Innovation in electric generation and transmission is one of the major positive environmental focuses in the 2013 session. The Omnibus Energy bill (HF956/SF901) was rolled out in committee these last two weeks in the House and the Senate. The bill is authored by House Energy Policy Committee chair Rep. Melissa Hortman (DFL-Brooklyn Park) and Senate Environment and Energy Committee chair Sen. John Marty (DFL-Roseville). Living up to Minnesota’s tradition as electric innovators, this legislation has some very creative renewable energy initiatives creating jobs and homegrown energy.
It may be hard to believe as winter drags on into spring that our state has one of the most reliable and potent solar energy potentials. The bills provide several initiatives to jumpstart solar energy development. It also provides initiatives for what is known as net metering to allow small-scale residential and business solar energy generation. Net metering allows homeowners or a business to invest in solar panels on their property and any excess energy produced will be purchased by the electric utility for use on the electric grid.

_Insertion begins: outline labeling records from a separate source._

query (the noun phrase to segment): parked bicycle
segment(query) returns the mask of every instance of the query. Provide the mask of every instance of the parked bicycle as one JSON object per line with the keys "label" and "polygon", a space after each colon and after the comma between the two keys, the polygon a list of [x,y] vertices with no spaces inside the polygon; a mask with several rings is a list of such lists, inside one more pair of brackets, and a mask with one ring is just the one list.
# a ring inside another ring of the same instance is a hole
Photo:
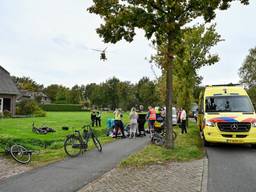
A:
{"label": "parked bicycle", "polygon": [[5,153],[11,155],[15,161],[22,164],[27,164],[31,161],[32,151],[22,145],[6,145]]}
{"label": "parked bicycle", "polygon": [[98,151],[102,151],[101,143],[93,132],[91,126],[85,125],[82,127],[82,129],[82,134],[79,130],[75,130],[73,134],[67,136],[64,142],[64,150],[70,157],[77,157],[78,155],[86,151],[90,138],[92,138],[93,143]]}
{"label": "parked bicycle", "polygon": [[[156,145],[163,145],[165,142],[165,136],[166,136],[166,127],[165,124],[162,123],[161,129],[155,129],[153,136],[151,138],[151,142]],[[172,130],[172,139],[175,141],[177,138],[177,133]]]}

The legislation also provides other initiatives for renewable energy development, including provisions that would increase the required level of electrical retail sales from renewable energy sources that our state’s largest utilities must produce. The new standard increases the renewable standard from 25 to 40 percent while extending the target date to meet that goal from 2025 to 2040. Both the House and Senate versions of the bill passed out of their respective committees, but they still face tough fights ahead. The votes were along party lines with still much reluctance from the electric industry that has lost its innovative spirit of a century ago.
The good news is that we still have some political and business leaders that have the same pioneering and innovating spirit of Byllesby in our state that recognize the economic advantage of renewable energy investments. Reducing our reliance on imported energy, keeping our hard-earned money here in Minnesota, and giving homeowners and businesses the opportunity to be energy producers is the kind of innovation that would make Henry Marison Byllesby proud.